Creating a function to pull out the Description from the tags.

In [17]:
def topic_desc():
    descriptions = []
    for desc in desc_tags:
        descriptions.append(desc.text.strip())
    return descriptions

In [18]:
topic_desc()[:5]

['3D modeling is the process of virtually developing the surface and structure of a 3D object.',
 'Ajax is a technique for creating interactive web applications.',
 'Algorithms are self-contained sequences that carry out a variety of tasks.',
 'Amp is a non-blocking concurrency library for PHP.',
 'Android is an operating system built by Google designed for mobile devices.']

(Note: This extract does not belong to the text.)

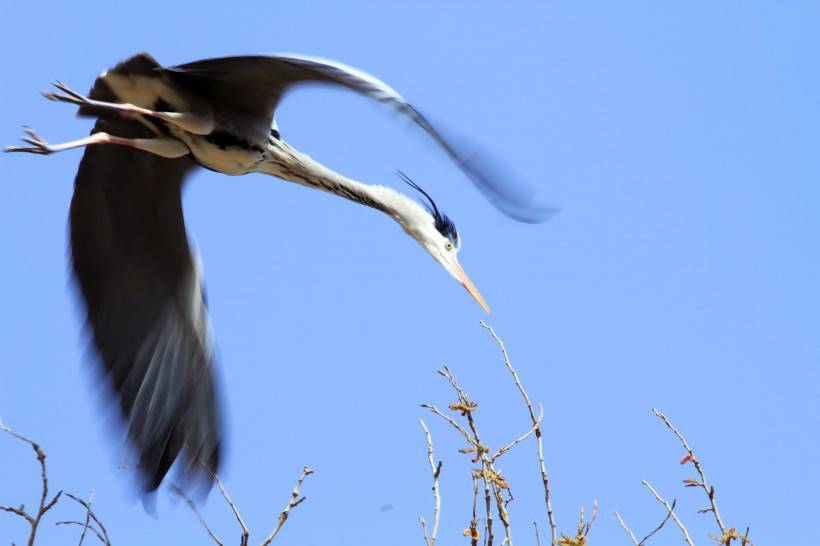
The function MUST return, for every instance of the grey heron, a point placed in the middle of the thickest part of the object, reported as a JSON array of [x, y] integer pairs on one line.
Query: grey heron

The tag and class for URL:
![URL.jpg](attachment:URL.jpg)

In [19]:
url_tag = 'a'
url_class = 'no-underline flex-grow-0'

In [20]:
url_tags = tag_selector(url_tag, url_class)
len(url_tags)

180

Creating a function to pull out the URL from the tags.

In [21]:
def topic_url():
    urls = []
    base_url = 'https://github.com'
    for url in url_tags:
        urls.append(base_url+url['href'])
    return urls

In [22]:
topic_url()[:5]

['https://github.com/topics/3d',
 'https://github.com/topics/ajax',
 'https://github.com/topics/algorithm',
 'https://github.com/topics/amphp',
 'https://github.com/topics/android']

#### 3. Converting the information to a dataframe using Pandas.

In [23]:
import pandas as pd

In [24]:
topics_dict = {
    'Title': topic_titles(),
    'Description': topic_desc(),
    'URL': topic_url()
}

In [25]:
topics_df = pd.DataFrame(topics_dict)

In [26]:
topics_df

Unnamed: 0,Title,Description,URL
0,3D,3D modeling is the process of virtually develo...,https://github.com/topics/3d
1,Ajax,Ajax is a technique for creating interactive w...,https://github.com/topics/ajax
2,Algorithm,Algorithms are self-contained sequences that c...,https://github.com/topics/algorithm
3,Amp,Amp is a non-blocking concurrency library for ...,https://github.com/topics/amphp
4,Android,Android is an operating system built by Google...,https://github.com/topics/android
...,...,...,...
175,Windows,Windows is Microsoft's GUI-based operating sys...,https://github.com/topics/windows
176,WordPlate,WordPlate is a modern WordPress stack which si...,https://github.com/topics/wordplate
177,WordPress,WordPress is a popular content management syst...,https://github.com/topics/wordpress
178,Xamarin,Xamarin is a platform for developing iOS and A...,https://github.com/topics/xamarin


#### 4. Saving the dataframe as a CSV file.

In [27]:
topics_df.to_csv('GithubTopics.csv', index=None)

GithubTopics.csv will be saved in the folder.